Auch in der Roten Straße habe der junge Mann nach Absprache mit den Demonstrationsanmeldern zu vermitteln versucht.

„Er wollte die Polizei bitten, an dem Ort einer Zwischenkundgebung etwas mehr Abstand von der Spitze des Demonstrationszuges zu halten. Dass ausgerechnet er von der Polizei herausgegriffen und nach Augenzeugenberichten verletzt und anschließend in Polizeigewahrsam genommen wurde, erschüttert uns deutlich“, sagen die beiden Ratsmitglieder.

Harms und Nier hoffen und wünschen, dass die Verletzungen des „uns als verantwortungsvoll und vernünftig handelnden jungen Mannes nicht ernsthafter sind und er keine gesundheitlichen Schädigungen davon trägt“.

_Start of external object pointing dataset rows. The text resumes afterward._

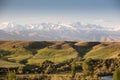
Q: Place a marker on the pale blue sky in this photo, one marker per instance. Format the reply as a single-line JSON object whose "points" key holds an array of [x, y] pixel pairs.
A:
{"points": [[101, 12]]}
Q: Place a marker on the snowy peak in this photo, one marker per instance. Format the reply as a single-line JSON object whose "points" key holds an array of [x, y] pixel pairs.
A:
{"points": [[50, 26]]}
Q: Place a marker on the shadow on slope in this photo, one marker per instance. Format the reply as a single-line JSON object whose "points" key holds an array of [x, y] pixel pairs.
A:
{"points": [[83, 47]]}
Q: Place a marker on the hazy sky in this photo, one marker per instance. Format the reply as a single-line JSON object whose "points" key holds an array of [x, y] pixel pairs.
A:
{"points": [[101, 12]]}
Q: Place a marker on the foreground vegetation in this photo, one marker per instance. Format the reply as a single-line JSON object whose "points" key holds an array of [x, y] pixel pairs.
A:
{"points": [[58, 60]]}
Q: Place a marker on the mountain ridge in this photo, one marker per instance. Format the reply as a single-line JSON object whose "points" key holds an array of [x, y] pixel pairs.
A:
{"points": [[63, 32]]}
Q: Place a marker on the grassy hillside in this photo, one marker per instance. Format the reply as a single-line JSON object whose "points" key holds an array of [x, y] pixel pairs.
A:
{"points": [[104, 50], [54, 55], [57, 51]]}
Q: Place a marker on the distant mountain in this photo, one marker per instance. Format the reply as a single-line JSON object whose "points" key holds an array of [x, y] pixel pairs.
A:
{"points": [[50, 31]]}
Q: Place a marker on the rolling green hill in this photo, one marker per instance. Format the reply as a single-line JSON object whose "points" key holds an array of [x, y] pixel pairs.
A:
{"points": [[34, 52]]}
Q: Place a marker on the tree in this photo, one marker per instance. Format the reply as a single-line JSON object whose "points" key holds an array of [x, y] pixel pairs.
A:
{"points": [[116, 75]]}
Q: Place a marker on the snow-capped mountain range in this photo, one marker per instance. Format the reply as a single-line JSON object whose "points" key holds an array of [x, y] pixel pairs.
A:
{"points": [[59, 31]]}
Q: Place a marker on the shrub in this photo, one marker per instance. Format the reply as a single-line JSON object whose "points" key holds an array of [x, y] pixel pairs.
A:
{"points": [[116, 74]]}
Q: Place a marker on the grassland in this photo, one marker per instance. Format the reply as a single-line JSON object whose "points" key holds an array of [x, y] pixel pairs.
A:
{"points": [[57, 51]]}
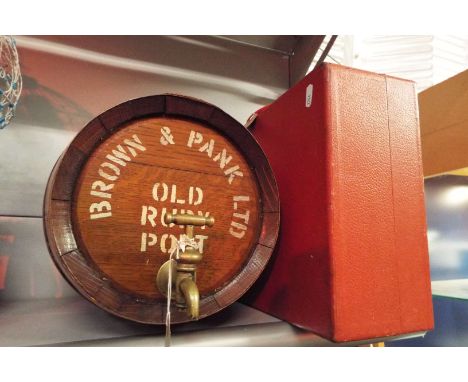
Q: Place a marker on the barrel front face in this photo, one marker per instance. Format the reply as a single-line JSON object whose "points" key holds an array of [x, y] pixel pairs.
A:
{"points": [[109, 193]]}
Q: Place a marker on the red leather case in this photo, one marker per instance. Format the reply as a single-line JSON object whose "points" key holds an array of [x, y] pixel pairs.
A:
{"points": [[352, 260]]}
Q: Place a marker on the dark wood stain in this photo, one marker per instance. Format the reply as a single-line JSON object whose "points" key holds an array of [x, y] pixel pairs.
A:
{"points": [[101, 258]]}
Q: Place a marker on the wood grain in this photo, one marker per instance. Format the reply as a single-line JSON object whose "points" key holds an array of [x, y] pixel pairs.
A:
{"points": [[141, 159]]}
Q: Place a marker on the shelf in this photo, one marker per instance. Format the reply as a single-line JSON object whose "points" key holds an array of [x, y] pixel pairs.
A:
{"points": [[76, 322], [457, 289]]}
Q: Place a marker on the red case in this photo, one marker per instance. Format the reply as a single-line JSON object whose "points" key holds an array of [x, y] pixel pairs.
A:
{"points": [[352, 260]]}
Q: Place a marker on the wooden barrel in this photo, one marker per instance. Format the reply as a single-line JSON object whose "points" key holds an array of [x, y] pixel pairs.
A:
{"points": [[108, 194]]}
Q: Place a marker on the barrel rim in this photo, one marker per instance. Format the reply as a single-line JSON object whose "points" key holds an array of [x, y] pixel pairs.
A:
{"points": [[58, 201]]}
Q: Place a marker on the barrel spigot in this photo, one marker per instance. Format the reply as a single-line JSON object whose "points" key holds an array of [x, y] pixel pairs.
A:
{"points": [[184, 268]]}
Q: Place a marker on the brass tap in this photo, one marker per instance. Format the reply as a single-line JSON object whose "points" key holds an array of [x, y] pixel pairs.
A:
{"points": [[184, 269]]}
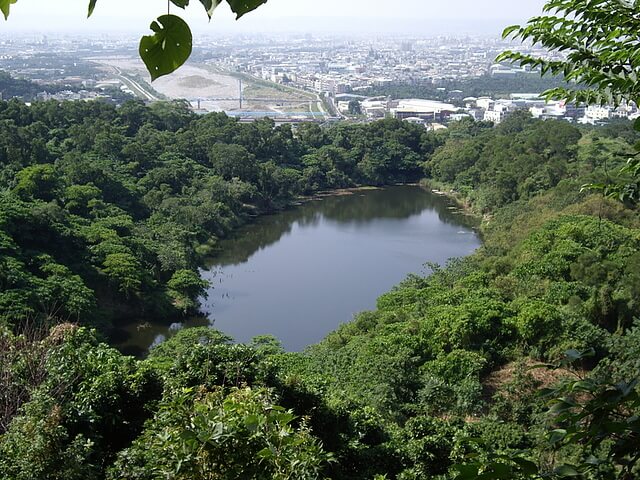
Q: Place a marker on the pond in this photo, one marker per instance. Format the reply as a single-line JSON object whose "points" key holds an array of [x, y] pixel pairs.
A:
{"points": [[300, 273]]}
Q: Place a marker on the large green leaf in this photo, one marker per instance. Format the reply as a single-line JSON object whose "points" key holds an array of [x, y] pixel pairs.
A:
{"points": [[5, 5], [168, 48], [92, 5], [210, 6], [240, 7]]}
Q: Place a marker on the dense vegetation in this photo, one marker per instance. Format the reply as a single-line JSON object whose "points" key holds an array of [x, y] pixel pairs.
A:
{"points": [[105, 214]]}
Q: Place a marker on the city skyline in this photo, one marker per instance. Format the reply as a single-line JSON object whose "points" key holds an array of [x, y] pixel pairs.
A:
{"points": [[329, 16]]}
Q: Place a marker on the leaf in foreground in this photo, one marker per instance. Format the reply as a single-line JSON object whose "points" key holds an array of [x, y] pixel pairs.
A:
{"points": [[168, 48]]}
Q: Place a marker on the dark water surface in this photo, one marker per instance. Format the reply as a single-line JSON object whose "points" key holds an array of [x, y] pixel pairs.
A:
{"points": [[301, 273]]}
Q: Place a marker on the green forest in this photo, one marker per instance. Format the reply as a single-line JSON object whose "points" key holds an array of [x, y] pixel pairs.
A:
{"points": [[107, 212]]}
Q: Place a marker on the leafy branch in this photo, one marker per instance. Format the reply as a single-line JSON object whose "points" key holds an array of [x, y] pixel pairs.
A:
{"points": [[170, 45]]}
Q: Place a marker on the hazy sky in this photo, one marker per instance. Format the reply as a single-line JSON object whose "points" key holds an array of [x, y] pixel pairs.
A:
{"points": [[439, 16]]}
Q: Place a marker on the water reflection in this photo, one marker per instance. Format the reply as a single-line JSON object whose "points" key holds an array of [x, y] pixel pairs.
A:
{"points": [[300, 273]]}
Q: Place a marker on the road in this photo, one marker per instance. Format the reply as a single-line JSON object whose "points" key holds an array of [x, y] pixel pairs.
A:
{"points": [[134, 86]]}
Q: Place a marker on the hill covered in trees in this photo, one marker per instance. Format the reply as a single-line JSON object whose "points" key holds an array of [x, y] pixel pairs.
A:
{"points": [[106, 213]]}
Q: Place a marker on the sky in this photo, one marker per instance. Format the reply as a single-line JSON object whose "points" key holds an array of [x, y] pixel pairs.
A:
{"points": [[358, 16]]}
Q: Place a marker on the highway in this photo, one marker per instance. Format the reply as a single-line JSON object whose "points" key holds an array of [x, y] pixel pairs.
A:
{"points": [[134, 86]]}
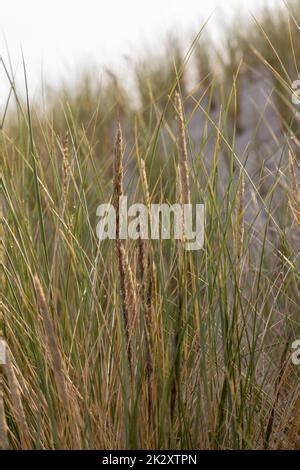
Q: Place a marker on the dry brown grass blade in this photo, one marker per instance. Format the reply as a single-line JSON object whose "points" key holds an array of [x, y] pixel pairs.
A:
{"points": [[239, 227], [183, 153], [127, 283], [16, 398], [294, 197], [52, 348], [3, 425]]}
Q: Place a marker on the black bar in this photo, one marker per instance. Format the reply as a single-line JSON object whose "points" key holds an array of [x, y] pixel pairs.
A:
{"points": [[138, 458]]}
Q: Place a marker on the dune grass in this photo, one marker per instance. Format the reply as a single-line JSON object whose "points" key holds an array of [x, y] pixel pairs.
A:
{"points": [[141, 344]]}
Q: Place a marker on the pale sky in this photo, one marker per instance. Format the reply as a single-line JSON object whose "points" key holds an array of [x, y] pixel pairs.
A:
{"points": [[60, 37]]}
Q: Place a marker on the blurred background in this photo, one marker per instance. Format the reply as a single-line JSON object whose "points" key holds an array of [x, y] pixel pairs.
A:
{"points": [[59, 39]]}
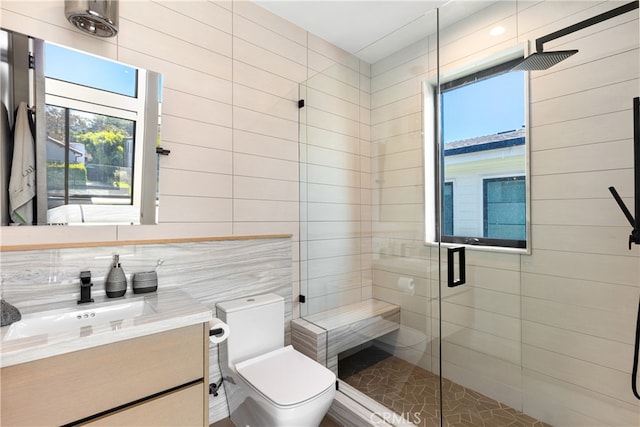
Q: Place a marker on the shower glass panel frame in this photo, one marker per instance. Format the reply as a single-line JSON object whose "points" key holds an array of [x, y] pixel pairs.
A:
{"points": [[542, 335]]}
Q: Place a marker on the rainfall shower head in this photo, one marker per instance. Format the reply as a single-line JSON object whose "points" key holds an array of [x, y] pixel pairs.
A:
{"points": [[543, 60], [96, 17]]}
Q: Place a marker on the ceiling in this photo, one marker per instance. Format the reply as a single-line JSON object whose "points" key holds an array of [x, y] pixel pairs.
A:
{"points": [[358, 26]]}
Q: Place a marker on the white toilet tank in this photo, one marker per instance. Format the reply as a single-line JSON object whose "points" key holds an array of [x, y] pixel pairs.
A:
{"points": [[256, 326]]}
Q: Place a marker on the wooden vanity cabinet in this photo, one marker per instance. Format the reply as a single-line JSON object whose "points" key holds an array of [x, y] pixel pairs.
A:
{"points": [[154, 380]]}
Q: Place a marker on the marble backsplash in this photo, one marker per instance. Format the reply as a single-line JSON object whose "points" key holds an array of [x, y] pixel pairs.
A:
{"points": [[210, 272]]}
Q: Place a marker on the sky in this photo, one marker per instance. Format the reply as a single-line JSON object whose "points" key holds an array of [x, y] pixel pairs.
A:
{"points": [[89, 70], [484, 108]]}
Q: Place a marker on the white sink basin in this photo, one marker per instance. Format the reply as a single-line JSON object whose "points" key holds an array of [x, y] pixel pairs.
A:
{"points": [[81, 319]]}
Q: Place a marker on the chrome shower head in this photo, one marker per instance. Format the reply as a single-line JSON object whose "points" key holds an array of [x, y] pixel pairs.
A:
{"points": [[543, 60], [96, 17]]}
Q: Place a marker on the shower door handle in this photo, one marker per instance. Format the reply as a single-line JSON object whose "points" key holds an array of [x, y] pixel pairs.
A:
{"points": [[452, 279]]}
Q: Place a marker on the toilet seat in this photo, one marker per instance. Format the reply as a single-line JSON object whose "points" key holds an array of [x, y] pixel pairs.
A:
{"points": [[286, 377]]}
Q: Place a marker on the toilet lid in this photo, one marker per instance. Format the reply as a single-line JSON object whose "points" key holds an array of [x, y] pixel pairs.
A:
{"points": [[285, 376]]}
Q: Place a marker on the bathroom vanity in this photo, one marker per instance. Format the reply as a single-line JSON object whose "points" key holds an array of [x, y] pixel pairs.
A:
{"points": [[147, 364]]}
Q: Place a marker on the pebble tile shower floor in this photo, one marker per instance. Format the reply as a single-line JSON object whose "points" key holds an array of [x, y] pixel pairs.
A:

Polizei: Mutmaßlicher Angreifer wurde überwältigt

Die Polizei hatte am Wochenende deutlich gemacht, dass von den Beamten ein „mutmaßlicher Angreifer“ ergriffen und überwältigt worden sei. Der Göttinger war laut Polizei für die „strafprozessualen Maßnahmen“ zur Dienststelle gebracht und von dort wenig später entlassen worden. Die Begutachtung des Demonstranten durch eine hinzugezogene Rettungswagenbesatzung habe keine Hinweise auf bei dem Polizeieinsatz erlittene Verletzungen oder eine Bewusstlosigkeit ergeben, sagte die Polizei weiter.